Albert-László Barabási is the Robert Gray Dodge Professor of Network Science and a Distinguished University Professor at Northeastern University, where he directs the Center for Complex Network Research, and holds appointments in the Department of Physics and Khoury College of Computer Sciences. He also holds appointments in the Department of Medicine at Harvard Medical School and Brigham and Women’s Hospital in the Channing Division of Network Science. He is a member of the Center for Cancer Systems Biology at Dana Farber Cancer Institute.
A Hungarian-born native of Transylvania, Romania, he received his master’s in theoretical physics at Eötvös University in Budapest, Hungary and was awarded a PhD three years later at Boston University. His latest book is “Bursts: The Hidden Pattern Behind Everything We Do” (Dutton, 2010) available in five languages. He has also authored “Linked: The New Science of Networks” (Perseus, 2002), currently available in eleven languages, and is the co-editor of “The Structure and Dynamics of Networks” (Princeton, 2005). His work led to the discovery of scale-free networks in 1999. Following that, he proposed the Barabási-Albert model to explain their widespread emergence in natural, technological and social systems, from the cellular telephone to online communities.
Barabási is a Fellow of the American Physical Society and has received many awards for his work. In 2004, he was elected into the Hungarian Academy of Sciences. In 2005, he won the FEBS Anniversary Prize for Systems Biology. A year later, he won the 2006 John von Neumann Medal from the John von Neumann Computer Society in Hungary for outstanding achievements in computer science. He joined the Academia Europaea in 2007, and in 2008 he received the C&C Prize from the NEC C&C Foundation. In 2009, APS named him Outstanding Referee, and the U.S. National Academies of Sciences awarded him the Cozzarelli Prize. In 2011, he was awarded the CRT Foundation’s Lagrange Prize for his contributions to complex systems, an honorary doctorate from the Universidad Politécnica de Madrid, and became an elected physics fellow in AAAS. In 2013, he came a Fellow of the Massachusetts Academy of Sciences and, just recently, won the 2014 Prima Primissima Award for his contributions to network science by the Hungarian Association of Entrepreneurs and Employers.
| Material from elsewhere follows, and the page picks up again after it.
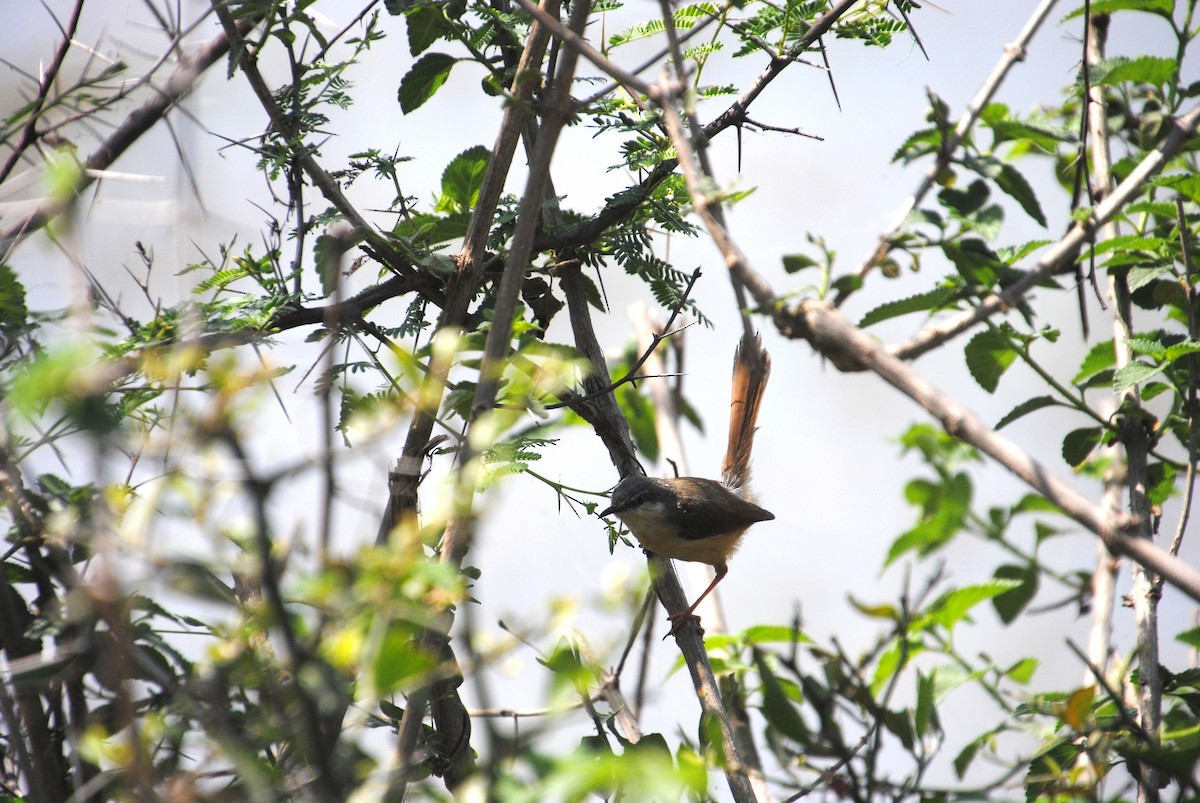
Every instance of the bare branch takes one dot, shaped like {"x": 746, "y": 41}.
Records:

His lab focuses on network science and its applications, exploring fundamental questions in complex systems. The tools come from the boundary of network science, control theory and statistical physics. The lab currently focuses on three main questions. Research on network biology explores the properties of sub-cellular networks, with applications to understanding human diseases. The lab network control merges the tools of control theory with that of network science, aiming to understand the controllability of complex systems. The group on science of success explores the network and non-network characteristics that contribute to the success of a node, being a scientist in the scientific collaboration networks, or a webpage on the WWW.